Where as Dickon has but two syllables and just doesn't fit the bill properly. Hence forth, and for the sake of legend, I shall now be called Dickonius the Resourceful { just like my favourite hero, Odysseus - designer of the Trojan Horse }. I feel that this title is suitably apt as, just as what happened to my namesake, I seem to be dogged by terrible luck whenever I go travelling abroad.

{ I just hope that my final returning home doesn't strike a similar chord and end with me having to kill more than a dozen chav squatters in my house, as I've heard the local police aren't quite so willing to overlook multiple homicides these days! }

However, in labelling myself a hero, that is part of the problem. The heroes of yesteryear were most often than not rich and powerful warriors who commanded legions through a mixture of fear, experience and brute force.

But in today's slightly more delicate society these characteristics are not quite applauded as much as frowned upon, and it is much harder to acquire such wealth or social standing if not already born into it.

So I have to accept that my own heroic status will not be identical to those of my fore bearers, but perhaps I could still closely follow their achievements.

The Twelve Task { much abridged } of Heracles were :-
  1) Kill a lion { that is impervious to all man made weapons }
  2) Kill { with help} a many headed monster
  3) Capture a giant stag
  4) Capture a giant bear { and killed a friend while doing so }
  5) Clean out stables { requiring serious irrigation tunnels }
  6) Kill flock of giant birds { with aid of noise making castanets }
  7) Capture a giant bull
  8) Capture and tame 4 wild horses { and lost another friend while doing so }
  9) Fetch a woman's girdle { and killed the former owner by mistake } 
  10) Round up some cattle { and also killed the rightful owner, their pet dog and a shepherd }
  11) Fetch some apples { and swap places with a man who carried the weight of the world on his shoulders }
  12) Fetch a dog { from the land of the dead }

Reading back over the list, it seems that all the tasks set involved bringing something back and / or killing something or someone.

Thus, using only a modest amount of artistic licence { and skipping  the unnecessary death and slaughter wherever possible } I see no reason why it is not entirely possible for me to complete my own set of tasks based losely on the originals.

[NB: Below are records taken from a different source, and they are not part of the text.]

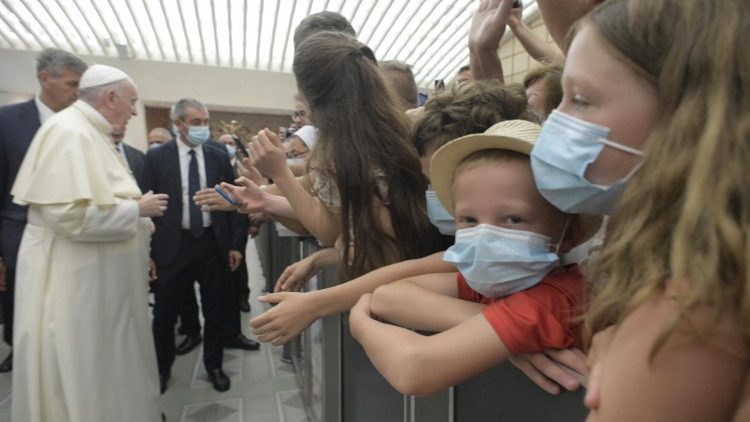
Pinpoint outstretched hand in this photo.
[510,348,588,394]
[221,177,266,214]
[469,0,513,51]
[248,129,288,179]
[250,292,318,346]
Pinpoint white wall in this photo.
[0,49,296,149]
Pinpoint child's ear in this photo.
[559,214,582,254]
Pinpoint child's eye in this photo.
[570,95,589,110]
[506,215,524,224]
[458,216,477,224]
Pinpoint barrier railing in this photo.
[256,225,586,422]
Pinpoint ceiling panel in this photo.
[0,0,536,87]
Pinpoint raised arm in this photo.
[250,129,341,245]
[469,0,513,82]
[508,8,565,64]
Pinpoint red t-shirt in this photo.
[456,264,584,354]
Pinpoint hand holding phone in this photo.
[232,134,250,158]
[214,185,238,207]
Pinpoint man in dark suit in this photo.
[0,48,87,372]
[143,99,258,391]
[112,135,146,189]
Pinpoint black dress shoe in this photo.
[208,368,231,393]
[159,372,171,394]
[224,334,260,350]
[0,352,13,372]
[175,333,203,355]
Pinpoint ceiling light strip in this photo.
[141,0,167,61]
[413,8,474,75]
[428,48,469,85]
[255,0,265,69]
[409,0,471,70]
[175,0,195,64]
[393,0,437,59]
[267,0,281,70]
[242,0,247,68]
[70,0,107,56]
[372,1,409,51]
[116,0,151,60]
[47,0,94,54]
[34,2,80,54]
[159,0,182,62]
[89,0,124,54]
[279,0,298,72]
[425,30,469,85]
[3,0,48,50]
[380,0,426,59]
[211,0,220,66]
[193,0,207,64]
[348,0,362,30]
[227,0,234,67]
[358,0,394,46]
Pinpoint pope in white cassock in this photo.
[11,65,166,422]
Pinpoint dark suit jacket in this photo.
[122,142,146,189]
[142,140,245,267]
[0,99,40,269]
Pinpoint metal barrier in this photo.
[256,225,586,422]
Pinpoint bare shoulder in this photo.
[589,295,748,422]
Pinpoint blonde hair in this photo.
[582,0,750,356]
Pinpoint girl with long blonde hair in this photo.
[532,0,750,421]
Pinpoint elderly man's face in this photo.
[105,81,138,134]
[39,70,81,112]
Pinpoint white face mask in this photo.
[531,110,643,215]
[443,224,560,298]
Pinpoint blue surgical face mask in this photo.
[443,224,560,298]
[424,190,456,236]
[188,126,211,145]
[531,110,643,215]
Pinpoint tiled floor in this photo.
[0,242,305,422]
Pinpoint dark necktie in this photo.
[188,149,203,238]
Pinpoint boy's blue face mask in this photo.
[531,110,643,215]
[425,190,456,236]
[443,224,560,298]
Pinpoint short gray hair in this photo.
[36,48,89,76]
[174,98,208,120]
[78,79,131,104]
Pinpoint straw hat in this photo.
[430,120,602,243]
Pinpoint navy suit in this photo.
[122,142,146,189]
[0,99,40,344]
[142,140,244,374]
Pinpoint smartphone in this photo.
[232,134,250,158]
[214,185,237,207]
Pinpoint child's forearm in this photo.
[310,252,456,317]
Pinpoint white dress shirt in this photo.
[115,142,133,170]
[177,135,211,230]
[34,94,55,125]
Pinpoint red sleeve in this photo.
[456,273,487,303]
[483,266,583,354]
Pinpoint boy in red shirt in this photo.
[349,120,600,395]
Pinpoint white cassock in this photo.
[11,100,161,422]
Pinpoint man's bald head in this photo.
[148,127,172,146]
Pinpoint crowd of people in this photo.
[0,0,750,421]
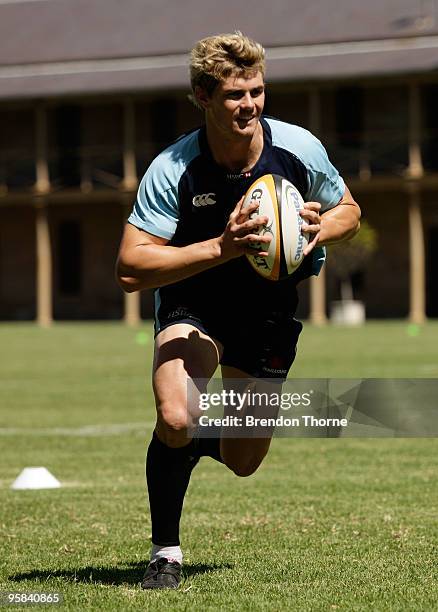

After all, I mean, how hard should it be to dig a trench, round up some farmyard animals, pick some fruit and play a musical instrument, if you don't have to worry about the messy killings and runs in with the local law enforcement agencies afterwards!?!

However, in all fairness, all these tasks took Heracles over eight years to complete, and I would have a hard time taking more than eight months out of my life without financially crippling myself, so the time scale will have to be much reduced.

Also all the tasks set were for the benefit of Heracles King and / or the local populace, and while I do not bear them any ill will I have not sworn an allegiance to "my god, my queen or my country" since I left the Kent Army Cadet Force almost two decades ago.

And so, as I am now too old to enlist in this countries army, I would like to plan and execute a modified set of tasks, to be completed within a year and starting next August.

As part of the preparation, I will have to save up enough funds to sustain my effort, complete my Spanish course enough to basic conversation level and also probably learn to drive an automobile, but this only adds to the fun and to the difficulty level of the tasks at hand.

Exactly where, and what, the tasks will be I am still debating, but if I can have them even remotely mirroring the originals and still fulfil my own hopes of saving the planet / environmental conservation, then I will return a very satisfied man and quite rightly deserve the title hero.

On a final note, I am aware that it is considered anathema to boast about ones charity work these days, and likewise it is only through the works of others that we know anything at all about the heroes of the past.

Certainly as far as recorded history is concerned, Julius Caesar did not keep a diary, and neither did Heracles or Odysseus.

So to keep the symmetry going, I do not intend for my own words to be those that are read in years to come by anyone researching Dickonius the Resourceful. Instead, consider my blog merely an attempt to jot down a few rough notes in order to help keep the later accredited authors works chronologically correct.

There, that about does it for now I think .... job done.